Is there a book that changed your life? Or your life view?

Anonymous
Caste by Isabel Wilkerson. I can't unsee caste in American now. Great book, engaging to read, perspective-changing for sure.

I also loved Being Mortal. I haven't yet made my Advanced Directive but when I do it will incorporate valuing life and freedom over safety when I am elderly.

I need to get back to Man's Search for Meaning. Started it some time back and didn't finish it. Thanks for the nudge.
Anonymous
As a younger person, "Alex the life of a child" by Frank Deford.

As a woman in my 20s, "The road to Coorain" and "Guns Germs and Steel."

As a now middle-aged person, "Caste."
Anonymous
Anonymous[b wrote:]Caste by Isabel Wilkerson. I can't unsee caste in American now. Great book, engaging to read, perspective-changing for sure.[/b]

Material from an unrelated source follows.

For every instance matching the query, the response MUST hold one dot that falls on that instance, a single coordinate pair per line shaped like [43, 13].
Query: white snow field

I also loved Being Mortal. I haven't yet made my Advanced Directive but when I do it will incorporate valuing life and freedom over safety when I am elderly.

I need to get back to Man's Search for Meaning. Started it some time back and didn't finish it. Thanks for the nudge.


PP here. Ditto.
Anonymous
The Tibetan Book of Living and Dying by Sogyal Rinpoche. Still not finished it, just do 20 pages or so at once, but it's a really amazing book.

Anonymous
Guns, Germs and Steel - why the West’s economic fortunes are down to lucky draws in geography, pack animals (have you ever tried to get a llama to carry anything), and other factors

The Beak of the Finch - evolution in the Galapagos
The gospels
Anonymous
Anonymous wrote:As a younger person, "Alex the life of a child" by Frank Deford.

As a woman in my 20s, "The road to Coorain" and "Guns Germs and Steel."

As a now middle-aged person, "Caste."


I also loved "The road to Coorain."

For me personally, "Jane Eyre." I first read it in Chinese translation in 7th grade and Jane's my first feminist.
Anonymous
Anonymous wrote:
Anonymous wrote:As a younger person, "Alex the life of a child" by Frank Deford.

As a woman in my 20s, "The road to Coorain" and "Guns Germs and Steel."

As a now middle-aged person, "Caste."


I also loved "The road to Coorain."

For me personally, "Jane Eyre." I first read it in Chinese translation in 7th grade and Jane's my first feminist.



Fellow Smithie? The Road to Coorain was good but it didn’t change my life.
Anonymous
Anonymous wrote:Man's Search for Meaning by Viktor Frankl


+1
Anonymous
Anonymous wrote:
Anonymous wrote:As a younger person, "Alex the life of a child" by Frank Deford.

As a woman in my 20s, "The road to Coorain" and "Guns Germs and Steel."

As a now middle-aged person, "Caste."


I also loved "The road to Coorain."

For me personally, "Jane Eyre." I first read it in Chinese translation in 7th grade and Jane's my first feminist.


I read Jane Eyre in middle school and she remains one of the most adored heroines of my literary journeying. She is also the reason I set my expectations for marriage very high and chose to be a free human being with an independent will. As Jane said, “I care for myself. The more solitary, the more friendless, the more unsustained I am, the more I will respect myself.”

Jane Eyre is one of the greatest feminists and most admirable characters in all literature, I believe.
Anonymous
Anonymous wrote:
Anonymous wrote:Man's Search for Meaning by Viktor Frankl


+1


+2

More prosaic than some of the other suggestions here, but I'll add Your Money or Your Life by Vicki Robin.
Anonymous
A Little Life by Hanya Yanagihara
Anonymous
So many books have changed my life -- one of the reasons I love to read so much.

But one in particular was Angle of Repose by Wallace Stegner.

I was engaged to marry someone and it wasn't a good fit, and a friend gave that book to me to read.

I eventually broke off the engagement and looking back 20 years later it was undoubtedly the right decision.
Anonymous
Anonymous wrote:A Little Life by Hanya Yanagihara


How?
Anonymous
Cry the Beloved Country by Alan Paton about apartheid in South Africa.
Anonymous
Crossing to Safety by Wallace Stegner.